RABAT, Morocco — Pope Francis praised Morocco as a model of religious moderation and migrant welcome as he kicked off a trip to the kingdom Saturday, warning that walls and fear-mongering won’t stop people from exercising their legitimate right to seek a better life elsewhere.
King Mohamed VI welcomed Francis as he arrived during an unusual rainstorm and began a 27-hour visit aimed at boosting Christian-Muslim ties and showing solidarity with Morocco’s ever-growing migrant community.
Morocco last year became the main destination for sub-Saharan African migrants seeking to reach Europe via Spain. The influx has strained the kingdom’s resources and fueled anti-migrant sentiment in Spain ahead of the European Union nation’s April 28 general election.
After an airport greeting, the two leaders took separate vehicles — Francis in his popemobile and the king in a Mercedes with a retracted roof — and paraded in tandem into town for a formal welcome ceremony at the complex where two of Morocco’s past monarchs are buried. Women ululated as Francis and the king walked along the promenade of the Hassan Tower complex under umbrellas.
Francis told the king that he hoped Morocco would continue to be a model of humanity, welcome and protection for migrants.
“The issue of migration will never be resolved by raising barriers, fomenting fear of others or denying assistance to those who legitimately aspire to a better life for themselves and their families,” Francis said.
He called for a change of attitude toward migrants that respects them as people, worthy of dignity and rights, and not just statistics. He said world leaders must address the economic imbalances and unrest on Earth that fuel conflicts and migration flows.
“Today’s grave migration crisis represents an urgent summons for concrete actions aimed at eliminating the causes that force many people to leave country and family behind, often only to find themselves marginalized and rejected,” he said.
Later Saturday, Francis plans to meet migrants at a center run by the Catholic Church’s Caritas charity.
Many sub-Saharan migrants in Morocco head north with the aim of crossing the Strait of Gibraltar to Spain or climbing over high fences to reach Spain’s North Africa enclaves of Ceuta and Melilla.

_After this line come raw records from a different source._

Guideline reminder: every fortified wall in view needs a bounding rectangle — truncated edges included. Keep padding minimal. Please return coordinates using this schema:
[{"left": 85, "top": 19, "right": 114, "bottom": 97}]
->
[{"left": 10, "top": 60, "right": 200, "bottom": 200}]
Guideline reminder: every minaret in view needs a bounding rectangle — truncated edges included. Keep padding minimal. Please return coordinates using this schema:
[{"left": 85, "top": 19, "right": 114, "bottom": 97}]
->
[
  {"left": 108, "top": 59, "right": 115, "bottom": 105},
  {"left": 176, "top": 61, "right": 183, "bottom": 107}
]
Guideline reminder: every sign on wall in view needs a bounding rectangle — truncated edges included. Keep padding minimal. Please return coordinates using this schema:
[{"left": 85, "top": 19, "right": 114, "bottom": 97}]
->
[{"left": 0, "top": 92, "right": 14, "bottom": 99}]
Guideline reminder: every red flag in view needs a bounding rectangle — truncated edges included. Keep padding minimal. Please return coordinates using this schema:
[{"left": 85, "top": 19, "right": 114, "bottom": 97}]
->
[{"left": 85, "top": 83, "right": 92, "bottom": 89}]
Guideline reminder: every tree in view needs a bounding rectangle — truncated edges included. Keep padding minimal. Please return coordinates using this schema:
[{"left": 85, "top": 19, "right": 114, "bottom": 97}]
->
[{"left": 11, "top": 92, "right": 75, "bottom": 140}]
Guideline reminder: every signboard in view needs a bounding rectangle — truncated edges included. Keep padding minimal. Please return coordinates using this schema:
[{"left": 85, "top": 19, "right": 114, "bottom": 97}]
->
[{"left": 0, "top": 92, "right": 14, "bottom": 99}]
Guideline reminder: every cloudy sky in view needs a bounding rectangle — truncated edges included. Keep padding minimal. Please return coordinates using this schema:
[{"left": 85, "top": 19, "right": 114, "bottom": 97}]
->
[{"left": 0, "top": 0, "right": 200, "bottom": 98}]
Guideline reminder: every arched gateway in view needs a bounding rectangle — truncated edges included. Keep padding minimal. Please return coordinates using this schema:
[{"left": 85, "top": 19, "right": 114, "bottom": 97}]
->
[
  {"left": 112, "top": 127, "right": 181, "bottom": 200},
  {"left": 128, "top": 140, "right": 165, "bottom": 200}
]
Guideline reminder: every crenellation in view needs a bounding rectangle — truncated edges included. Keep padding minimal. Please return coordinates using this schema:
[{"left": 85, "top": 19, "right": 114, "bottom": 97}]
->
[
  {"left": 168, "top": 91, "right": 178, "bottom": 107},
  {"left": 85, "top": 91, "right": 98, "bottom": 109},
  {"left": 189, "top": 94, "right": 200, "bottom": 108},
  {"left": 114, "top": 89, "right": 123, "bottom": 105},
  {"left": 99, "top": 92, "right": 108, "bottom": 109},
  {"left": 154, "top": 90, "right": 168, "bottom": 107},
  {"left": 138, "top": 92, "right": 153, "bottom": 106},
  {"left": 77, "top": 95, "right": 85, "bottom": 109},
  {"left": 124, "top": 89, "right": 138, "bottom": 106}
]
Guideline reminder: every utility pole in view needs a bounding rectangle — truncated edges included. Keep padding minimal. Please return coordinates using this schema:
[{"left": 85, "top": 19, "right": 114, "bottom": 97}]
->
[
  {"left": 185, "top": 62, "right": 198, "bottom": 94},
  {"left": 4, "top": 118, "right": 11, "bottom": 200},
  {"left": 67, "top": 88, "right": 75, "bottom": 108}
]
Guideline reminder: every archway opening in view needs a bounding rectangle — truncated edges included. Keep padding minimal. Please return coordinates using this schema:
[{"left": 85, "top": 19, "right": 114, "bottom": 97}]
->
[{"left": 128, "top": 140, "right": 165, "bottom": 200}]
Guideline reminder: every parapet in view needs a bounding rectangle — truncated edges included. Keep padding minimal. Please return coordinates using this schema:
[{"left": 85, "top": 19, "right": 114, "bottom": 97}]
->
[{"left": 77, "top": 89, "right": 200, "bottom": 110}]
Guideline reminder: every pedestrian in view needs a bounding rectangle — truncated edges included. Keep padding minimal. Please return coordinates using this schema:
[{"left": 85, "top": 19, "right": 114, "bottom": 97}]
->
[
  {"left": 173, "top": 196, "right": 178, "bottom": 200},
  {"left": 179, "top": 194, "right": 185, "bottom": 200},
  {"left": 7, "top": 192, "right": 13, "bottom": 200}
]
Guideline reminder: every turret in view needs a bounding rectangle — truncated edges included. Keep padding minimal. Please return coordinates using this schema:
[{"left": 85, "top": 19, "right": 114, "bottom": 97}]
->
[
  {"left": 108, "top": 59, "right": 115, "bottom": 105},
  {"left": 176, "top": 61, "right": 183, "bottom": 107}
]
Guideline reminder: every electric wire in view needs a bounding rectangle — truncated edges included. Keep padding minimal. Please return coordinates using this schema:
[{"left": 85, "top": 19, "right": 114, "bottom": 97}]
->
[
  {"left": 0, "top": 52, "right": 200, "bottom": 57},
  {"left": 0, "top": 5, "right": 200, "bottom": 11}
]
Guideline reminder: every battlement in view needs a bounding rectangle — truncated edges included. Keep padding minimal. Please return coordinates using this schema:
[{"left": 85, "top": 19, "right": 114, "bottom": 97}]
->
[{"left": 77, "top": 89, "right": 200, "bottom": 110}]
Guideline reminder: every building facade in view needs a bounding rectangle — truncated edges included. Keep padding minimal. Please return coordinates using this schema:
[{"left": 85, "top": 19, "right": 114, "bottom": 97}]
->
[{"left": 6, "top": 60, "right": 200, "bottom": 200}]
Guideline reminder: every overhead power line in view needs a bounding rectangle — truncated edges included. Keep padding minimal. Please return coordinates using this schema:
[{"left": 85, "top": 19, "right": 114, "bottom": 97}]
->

Those who make it across the 6-meter-high (20-feet) fences head for crowded migrant accommodation centers from where they are eventually repatriated or let go.
Francis has made the plight of refugees a hallmark of his papacy, and has used many of his foreign visits to insist on the need to welcome them, protect them and integrate them into society.

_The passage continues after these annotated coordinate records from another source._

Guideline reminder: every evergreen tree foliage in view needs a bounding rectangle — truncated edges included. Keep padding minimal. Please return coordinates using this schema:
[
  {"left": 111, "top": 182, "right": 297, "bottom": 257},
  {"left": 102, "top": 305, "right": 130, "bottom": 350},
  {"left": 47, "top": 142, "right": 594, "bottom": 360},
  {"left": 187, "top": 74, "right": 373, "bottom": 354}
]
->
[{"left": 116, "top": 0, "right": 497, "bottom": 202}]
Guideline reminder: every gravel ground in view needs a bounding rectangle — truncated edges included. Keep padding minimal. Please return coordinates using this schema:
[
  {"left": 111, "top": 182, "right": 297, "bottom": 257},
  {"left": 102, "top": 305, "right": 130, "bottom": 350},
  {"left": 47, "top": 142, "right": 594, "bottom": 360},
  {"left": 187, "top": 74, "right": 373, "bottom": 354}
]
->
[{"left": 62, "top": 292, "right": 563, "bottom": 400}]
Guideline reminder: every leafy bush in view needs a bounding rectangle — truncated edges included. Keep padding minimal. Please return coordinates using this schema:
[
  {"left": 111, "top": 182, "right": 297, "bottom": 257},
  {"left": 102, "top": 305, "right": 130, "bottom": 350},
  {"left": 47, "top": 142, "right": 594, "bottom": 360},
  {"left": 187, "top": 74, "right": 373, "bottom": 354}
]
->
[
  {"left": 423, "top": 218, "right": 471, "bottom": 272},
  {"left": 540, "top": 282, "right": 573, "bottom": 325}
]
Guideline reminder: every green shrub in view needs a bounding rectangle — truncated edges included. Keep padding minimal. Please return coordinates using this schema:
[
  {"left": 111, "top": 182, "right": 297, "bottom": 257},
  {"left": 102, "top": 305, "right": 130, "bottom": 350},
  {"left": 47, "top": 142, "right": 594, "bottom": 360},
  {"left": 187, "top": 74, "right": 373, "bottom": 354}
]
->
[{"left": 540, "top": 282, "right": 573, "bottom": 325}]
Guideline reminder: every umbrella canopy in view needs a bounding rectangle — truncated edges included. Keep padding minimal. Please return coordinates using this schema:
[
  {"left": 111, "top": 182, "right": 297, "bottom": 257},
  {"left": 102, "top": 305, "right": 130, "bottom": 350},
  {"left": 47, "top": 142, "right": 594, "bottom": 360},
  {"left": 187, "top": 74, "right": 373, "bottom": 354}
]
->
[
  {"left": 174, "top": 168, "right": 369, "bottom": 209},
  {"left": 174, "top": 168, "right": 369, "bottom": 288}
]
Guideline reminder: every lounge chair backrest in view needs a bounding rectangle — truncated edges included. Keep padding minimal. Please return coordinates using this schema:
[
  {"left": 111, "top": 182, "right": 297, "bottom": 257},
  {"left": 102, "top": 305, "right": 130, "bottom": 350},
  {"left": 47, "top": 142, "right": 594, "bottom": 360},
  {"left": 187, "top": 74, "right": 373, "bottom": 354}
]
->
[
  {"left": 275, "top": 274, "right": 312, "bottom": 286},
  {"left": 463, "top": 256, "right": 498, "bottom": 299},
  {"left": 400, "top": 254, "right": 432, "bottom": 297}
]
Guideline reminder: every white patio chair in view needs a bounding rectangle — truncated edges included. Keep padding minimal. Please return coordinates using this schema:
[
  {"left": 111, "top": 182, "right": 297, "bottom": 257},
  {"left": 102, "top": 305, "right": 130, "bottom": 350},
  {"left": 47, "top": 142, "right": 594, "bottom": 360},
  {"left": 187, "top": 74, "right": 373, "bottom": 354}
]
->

Spain became the leading migrant entry route into Europe last year with over 57,000 unauthorized arrivals, according to the European Union. Morocco became the main departure point for migrants in smugglers’ unseaworthy boats after Italy essentially closed its borders to migrants leaving Libya.
Nearly 2,300 people died crossing the Mediterranean Sea last year and over 310 have already died this year on the dangerous journey, according to the International Organization for Migration.

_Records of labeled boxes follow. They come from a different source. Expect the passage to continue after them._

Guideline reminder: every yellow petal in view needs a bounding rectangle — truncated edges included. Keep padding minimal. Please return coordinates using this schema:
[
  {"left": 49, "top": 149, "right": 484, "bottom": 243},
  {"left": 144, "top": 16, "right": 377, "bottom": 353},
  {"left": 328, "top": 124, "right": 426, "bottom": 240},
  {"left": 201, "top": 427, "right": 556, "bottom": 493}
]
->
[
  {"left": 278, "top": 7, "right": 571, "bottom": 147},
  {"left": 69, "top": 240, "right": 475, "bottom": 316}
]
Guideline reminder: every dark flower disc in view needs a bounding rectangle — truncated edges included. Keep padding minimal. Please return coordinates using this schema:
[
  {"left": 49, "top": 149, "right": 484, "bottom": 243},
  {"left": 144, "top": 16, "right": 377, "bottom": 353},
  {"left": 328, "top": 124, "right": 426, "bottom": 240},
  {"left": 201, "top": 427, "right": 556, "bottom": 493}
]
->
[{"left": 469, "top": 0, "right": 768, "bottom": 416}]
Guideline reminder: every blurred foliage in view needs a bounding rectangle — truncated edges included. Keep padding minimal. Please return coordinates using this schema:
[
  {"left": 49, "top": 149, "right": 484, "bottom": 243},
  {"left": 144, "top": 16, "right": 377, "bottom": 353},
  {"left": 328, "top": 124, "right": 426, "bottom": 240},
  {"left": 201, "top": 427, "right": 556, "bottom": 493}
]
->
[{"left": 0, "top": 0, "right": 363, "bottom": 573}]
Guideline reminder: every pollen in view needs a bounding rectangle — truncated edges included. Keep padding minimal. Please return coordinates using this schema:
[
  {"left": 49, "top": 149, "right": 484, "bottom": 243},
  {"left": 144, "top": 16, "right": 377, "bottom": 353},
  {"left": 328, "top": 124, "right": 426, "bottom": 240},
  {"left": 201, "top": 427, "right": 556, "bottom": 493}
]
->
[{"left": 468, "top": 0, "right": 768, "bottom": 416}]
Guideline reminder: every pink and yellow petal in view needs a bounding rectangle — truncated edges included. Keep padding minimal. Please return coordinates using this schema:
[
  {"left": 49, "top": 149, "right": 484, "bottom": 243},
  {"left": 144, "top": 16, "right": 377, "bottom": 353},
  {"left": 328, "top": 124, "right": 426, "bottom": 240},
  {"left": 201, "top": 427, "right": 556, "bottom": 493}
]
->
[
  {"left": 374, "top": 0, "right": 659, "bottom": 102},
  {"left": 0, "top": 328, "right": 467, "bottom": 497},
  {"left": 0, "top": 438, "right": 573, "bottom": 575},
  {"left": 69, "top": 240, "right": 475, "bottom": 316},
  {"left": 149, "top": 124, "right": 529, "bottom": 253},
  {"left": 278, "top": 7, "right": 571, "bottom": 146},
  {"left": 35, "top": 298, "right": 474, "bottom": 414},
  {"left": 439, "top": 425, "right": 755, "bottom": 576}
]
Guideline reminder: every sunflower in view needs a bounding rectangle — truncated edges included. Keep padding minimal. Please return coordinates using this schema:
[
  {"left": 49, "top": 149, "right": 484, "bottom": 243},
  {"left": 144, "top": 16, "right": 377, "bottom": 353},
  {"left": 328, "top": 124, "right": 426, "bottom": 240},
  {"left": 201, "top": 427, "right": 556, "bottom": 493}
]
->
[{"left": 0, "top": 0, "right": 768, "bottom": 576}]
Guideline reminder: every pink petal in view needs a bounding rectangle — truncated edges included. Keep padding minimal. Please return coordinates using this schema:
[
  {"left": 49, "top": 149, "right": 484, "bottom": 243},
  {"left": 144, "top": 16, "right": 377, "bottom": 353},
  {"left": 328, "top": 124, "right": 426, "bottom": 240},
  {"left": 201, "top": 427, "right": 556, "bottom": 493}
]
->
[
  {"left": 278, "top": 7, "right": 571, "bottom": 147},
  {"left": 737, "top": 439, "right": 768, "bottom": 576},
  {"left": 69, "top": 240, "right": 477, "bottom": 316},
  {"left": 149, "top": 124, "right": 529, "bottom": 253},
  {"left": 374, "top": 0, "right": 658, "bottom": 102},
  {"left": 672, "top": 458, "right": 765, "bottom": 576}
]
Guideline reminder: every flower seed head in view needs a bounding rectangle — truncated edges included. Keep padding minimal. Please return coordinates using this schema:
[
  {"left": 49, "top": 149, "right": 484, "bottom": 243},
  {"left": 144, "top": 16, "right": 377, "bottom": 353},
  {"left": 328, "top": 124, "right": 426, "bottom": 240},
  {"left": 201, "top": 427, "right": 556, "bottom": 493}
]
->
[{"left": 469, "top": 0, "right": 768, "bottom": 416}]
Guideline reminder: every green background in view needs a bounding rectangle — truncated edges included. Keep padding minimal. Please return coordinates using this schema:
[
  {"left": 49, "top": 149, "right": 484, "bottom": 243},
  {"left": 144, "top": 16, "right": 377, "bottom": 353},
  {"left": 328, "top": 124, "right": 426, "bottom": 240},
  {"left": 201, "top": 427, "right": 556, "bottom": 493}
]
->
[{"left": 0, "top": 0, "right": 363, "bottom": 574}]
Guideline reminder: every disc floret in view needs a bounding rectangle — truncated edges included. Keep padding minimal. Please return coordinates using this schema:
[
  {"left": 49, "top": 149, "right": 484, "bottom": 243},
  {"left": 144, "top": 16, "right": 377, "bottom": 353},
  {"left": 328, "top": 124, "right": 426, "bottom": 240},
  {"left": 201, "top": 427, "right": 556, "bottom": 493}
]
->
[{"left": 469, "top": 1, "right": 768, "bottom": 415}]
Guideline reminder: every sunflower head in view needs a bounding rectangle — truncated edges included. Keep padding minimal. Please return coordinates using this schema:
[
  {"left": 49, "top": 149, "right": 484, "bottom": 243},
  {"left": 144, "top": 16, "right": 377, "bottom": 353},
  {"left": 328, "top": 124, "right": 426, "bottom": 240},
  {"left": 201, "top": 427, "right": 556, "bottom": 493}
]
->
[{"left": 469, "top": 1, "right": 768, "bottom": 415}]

The EU agreed this summer to give Morocco $275 million to halt flows of illegal migrants, pushing the country to take a more violent approach in stopping them from leaving for Europe, including crackdowns and deportations, activists say.
Francis opened his remarks to the king by praising Morocco’s tradition of interfaith coexistence and its efforts to promote a moderate form of Islam.
Morocco, a Sunni Muslim kingdom of 36 million, reformed its religious policies and education to limit the spread of fundamentalism in 2004, following terrorist bombings in Casablanca in 2003 that killed 43 people.
Key to that effort has been the Mohammed VI Institute, a school of learning for imams that teaches a moderate Islam and exports it via preachers to Africa, the Middle East and Europe. Francis was visiting the institute later Saturday.
Francis praised the school, saying it “seeks to provide effective and sound training to combat all forms of extremism, which so often lead to violence and terrorism, and which in any event, constitute an offense against religion and against God himself.”
The king said education was the key to fighting radicalism — not military crackdowns.
“What all terrorists have in common is not religion, but rather ignorance of religion,” he said.
The trip follows Francis’ February visit to the United Arab Emirates, where the pope and the imam of Cairo’s Al Azhar, the seat of Sunni learning, signed a landmark joint statement establishing the relationship between Catholics and Muslims as brothers, with a common mission to promote peace.
The “Human Fraternity” document outlines a shared set of values and principles common to Christians and Muslims, focusing on the dignity of every person and a rejection of violence committed in God’s name.
Muslims, Christians and Jews have long lived peacefully in Morocco, even though Catholics are a tiny minority of about 23,000. Francis will minister to them on Sunday when he celebrates Mass in Rabat’s sports stadium, before returning to Rome.